District of Saanich in a pickle over pickleball noise complaints

WatchThe District of Saanich is attempting to come up with solutions following years of complaints from residents about the noise coming from its pickleball courts. Kevin Charach has the story.

If the weather is cooperating, chances are the pickleball courts at Saanich’s Tolmie Park will be full until sundown.

“I really love it, it’s a very good game,” said Sandy Kirk, one of the dozens of players who used the courts Monday morning.

Pickleball is a relatively new sport with a growing following known for its furious rallies, funny name and signature sound.

“Kind of a hollow twack sound when the ball makes contact with the racket,” said Gary Darrah, manager of park planning and development with the District of Saanich.

Darrah says since the courts were built in 2016, the District of Saanich has received many complaints from residents living in the area.

“We have been fielding complaints for quite some time,” he said. “We feel it’s time to go to council and get some direction on how to approach this problem.”

The Tolmie Park courts — a place that is considered by some as one of the most popular pickleball destinations in the Capital Regional District and where nearby houses are only 22 metres away — have received the most noise complaints followed by the courts at McMinn Park, according to Darrah.

Most of the complaints are related to sounds of the racket hitting the ball, although Darrah says loud talking and laugher generated from the social game have also been noted in some of the complaints.

Saanich city staff are trying to come up with a solution and have recommended several options for council to consider, including one proposed solution that involves the installation of acoustic fencing panels for an estimated $45,000.

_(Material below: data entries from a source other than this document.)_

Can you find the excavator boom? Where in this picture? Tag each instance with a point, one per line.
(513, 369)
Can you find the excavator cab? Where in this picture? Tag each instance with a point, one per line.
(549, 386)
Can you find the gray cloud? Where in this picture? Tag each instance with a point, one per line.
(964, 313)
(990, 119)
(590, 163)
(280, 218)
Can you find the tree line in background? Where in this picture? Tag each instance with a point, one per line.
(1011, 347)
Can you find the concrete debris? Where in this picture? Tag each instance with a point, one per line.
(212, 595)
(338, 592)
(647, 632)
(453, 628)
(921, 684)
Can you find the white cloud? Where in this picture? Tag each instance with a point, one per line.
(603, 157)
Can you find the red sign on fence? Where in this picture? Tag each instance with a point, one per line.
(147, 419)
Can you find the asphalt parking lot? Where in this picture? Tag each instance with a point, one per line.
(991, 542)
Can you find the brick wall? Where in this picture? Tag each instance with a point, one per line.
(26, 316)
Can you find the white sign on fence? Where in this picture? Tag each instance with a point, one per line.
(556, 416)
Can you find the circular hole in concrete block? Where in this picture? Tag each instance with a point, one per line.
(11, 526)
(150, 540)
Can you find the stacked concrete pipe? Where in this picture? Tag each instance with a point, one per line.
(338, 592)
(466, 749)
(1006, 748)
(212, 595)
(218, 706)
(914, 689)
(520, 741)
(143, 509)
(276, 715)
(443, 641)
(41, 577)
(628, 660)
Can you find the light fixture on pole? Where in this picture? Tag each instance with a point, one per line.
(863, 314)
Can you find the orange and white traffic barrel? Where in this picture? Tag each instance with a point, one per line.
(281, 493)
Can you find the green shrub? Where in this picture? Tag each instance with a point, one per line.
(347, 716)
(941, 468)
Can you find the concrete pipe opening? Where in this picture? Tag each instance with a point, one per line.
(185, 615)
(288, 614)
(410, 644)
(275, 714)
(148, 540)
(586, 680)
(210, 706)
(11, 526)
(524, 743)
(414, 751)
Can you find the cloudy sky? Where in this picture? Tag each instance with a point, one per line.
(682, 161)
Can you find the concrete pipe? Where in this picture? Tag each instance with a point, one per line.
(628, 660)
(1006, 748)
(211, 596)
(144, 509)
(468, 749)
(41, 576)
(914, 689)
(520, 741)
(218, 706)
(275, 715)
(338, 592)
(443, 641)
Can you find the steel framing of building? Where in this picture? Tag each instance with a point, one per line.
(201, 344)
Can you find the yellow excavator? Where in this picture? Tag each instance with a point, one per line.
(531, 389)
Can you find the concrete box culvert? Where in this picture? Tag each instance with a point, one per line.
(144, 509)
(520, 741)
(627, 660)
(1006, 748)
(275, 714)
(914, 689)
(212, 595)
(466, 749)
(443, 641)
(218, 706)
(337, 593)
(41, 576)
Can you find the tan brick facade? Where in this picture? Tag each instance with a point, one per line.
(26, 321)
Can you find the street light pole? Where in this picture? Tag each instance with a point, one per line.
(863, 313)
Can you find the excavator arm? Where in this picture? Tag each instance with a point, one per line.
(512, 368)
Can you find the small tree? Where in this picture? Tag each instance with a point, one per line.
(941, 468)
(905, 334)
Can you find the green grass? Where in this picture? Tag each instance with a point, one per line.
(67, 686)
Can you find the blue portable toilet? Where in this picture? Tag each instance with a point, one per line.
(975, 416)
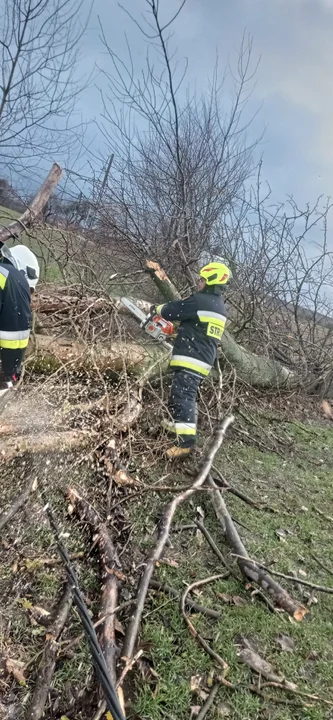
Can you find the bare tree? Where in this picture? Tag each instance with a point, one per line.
(179, 160)
(39, 42)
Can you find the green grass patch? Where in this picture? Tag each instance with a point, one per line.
(294, 487)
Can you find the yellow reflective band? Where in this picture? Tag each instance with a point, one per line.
(14, 344)
(190, 366)
(168, 426)
(186, 431)
(3, 280)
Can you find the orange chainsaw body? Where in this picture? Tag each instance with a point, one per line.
(157, 326)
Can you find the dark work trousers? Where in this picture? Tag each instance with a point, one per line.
(182, 407)
(11, 362)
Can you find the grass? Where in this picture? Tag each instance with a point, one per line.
(294, 487)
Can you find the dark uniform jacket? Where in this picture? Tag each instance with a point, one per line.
(15, 318)
(202, 319)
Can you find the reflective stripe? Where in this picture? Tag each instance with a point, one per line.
(215, 318)
(14, 340)
(190, 363)
(3, 277)
(180, 428)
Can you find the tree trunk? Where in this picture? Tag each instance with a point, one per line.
(15, 228)
(253, 369)
(51, 353)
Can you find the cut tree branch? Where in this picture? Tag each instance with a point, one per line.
(109, 599)
(167, 517)
(50, 655)
(19, 501)
(41, 443)
(249, 568)
(38, 203)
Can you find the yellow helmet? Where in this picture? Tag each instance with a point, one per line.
(215, 274)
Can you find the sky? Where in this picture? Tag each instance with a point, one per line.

There are currently acoustic fencing panels located at Tolmie Park, however, staff believes they need to be modified, heightened and or changed completely in order to successfully mitigate the sound.

Other proposed solutions range from a booking system and limiting playtimes to eliminating the courts.

“One of the other options is to actually take the courts out altogether,” said Darrah, who stressed to CHEK News that staff would prefer a compromise that benefits all parties, hoping to avoid eliminating the courts.

Darrah says relocating courts is a challenge due to a lack of available locations. He also says other municipalities in the CRD will be watching Saanich closely, as the issue stretches far beyond the city limits.

“We’ve been talking to our colleagues in Oak Bay and the City of Victoria as well, and they’re very interested in what we’re up to here and if we do find a good noise solution they will definitely be partnering with us in the future,” said Darrah.

District of Saanich staff will be presenting the pickleball proposal at tonight’s Saanich council meeting.